Binky Yost Weber
Breast Cancer Survivor
"In July of 2014, I was doing my routine self exam and noticed a lump, one that I hadn’t noticed before. I was concerned the moment I felt it, but since I had a routine mammogram coming up in August I waited, thinking if it was something to worry about, the mammogram would detect it and my doctor would be informed. To my surprise, my results came back, and all was okay. My fiance and I were planning a wedding in October 2013, so I had the conversation with him about detecting the lump. I wondered if he truly loved me enough to marry me, thinking he may have to go though all the horrible things that cancer brings with it. To hear him tell me, “Yes, baby, I’ll do whatever makes you happy, and I’ll be there for you no matter what” just lifted a heavy weight off my shoulders! So on October 31, 2013, we became Mr. and Mrs. Weber.
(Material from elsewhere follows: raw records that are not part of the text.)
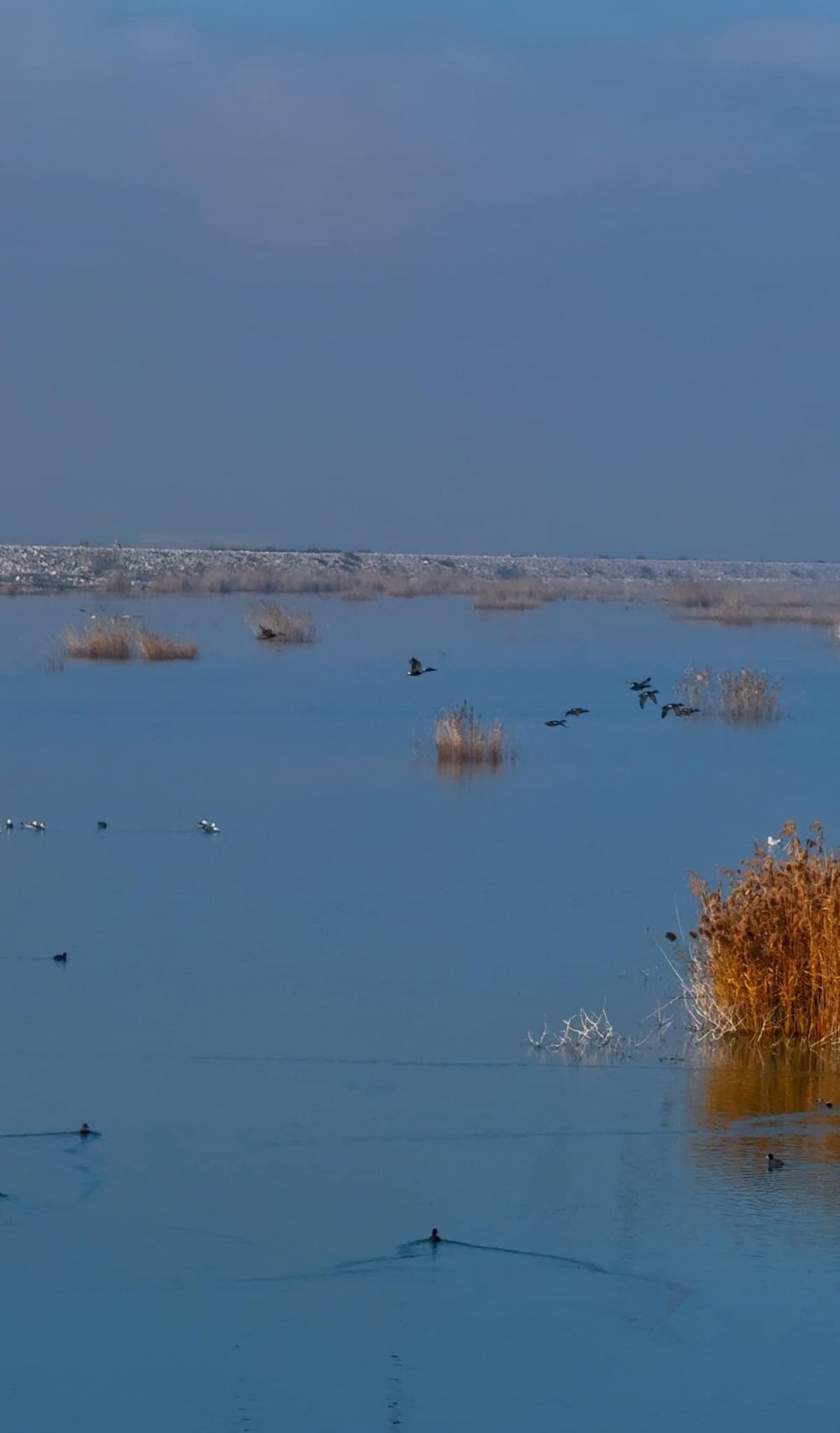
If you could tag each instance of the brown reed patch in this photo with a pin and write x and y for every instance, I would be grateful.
(105, 639)
(747, 604)
(462, 740)
(158, 648)
(742, 696)
(270, 622)
(766, 959)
My gynecologist sent me to have a sonogram done since the mammogram hadn’t detected anything. At this appointment I was told that it was not just a cyst and that by the form of the cell it needed to be biopsied. So they did a needle-extracted biopsy on me. We had an appointment set up to discuss my results just before Thanksgiving - and yes I had cancer. This was not a shock; I had prepared myself for this moment. On Thanksgiving day, my worst moment was to tell my children and mother! Everyone was in total shock, denial, and then finally acceptance.
My first conversation with my surgeon was that I could need a double mastectomy and possible hysterectomy if I had the gene that’s cancer dominant. I had blood drawn and sent out to test, but I received a call from the lab saying my insurance wouldn’t cover this test and that my cost would be $6,000. After picking myself up off the floor, I had to say, “No, I can’t afford it.” With much discussion on the most appropriate treatment for me, it was decided to perform a partial mastectomy and lympectomy.
The tests came back that the border cells were cancer free, and that I was in stage one of cancer with no cancer detected in my lymps. My doctor told me I did an awesome job finding it and getting it taken care of quickly; it is what kept me in stage one, which was awesome news. So after six weeks’ recovery after surgery, I started and completed 30 days of radiation treatment.
April 1, 2014, was my last day of radiation. I continue my self checks and mammogram every six months and am to this day cancer free. Check yourself as much as possible; you will notice if something is different, and if you do, have it checked! Don’t let it slide, even if you had a clean mammogram. Early detection can save your life. It saved mine!"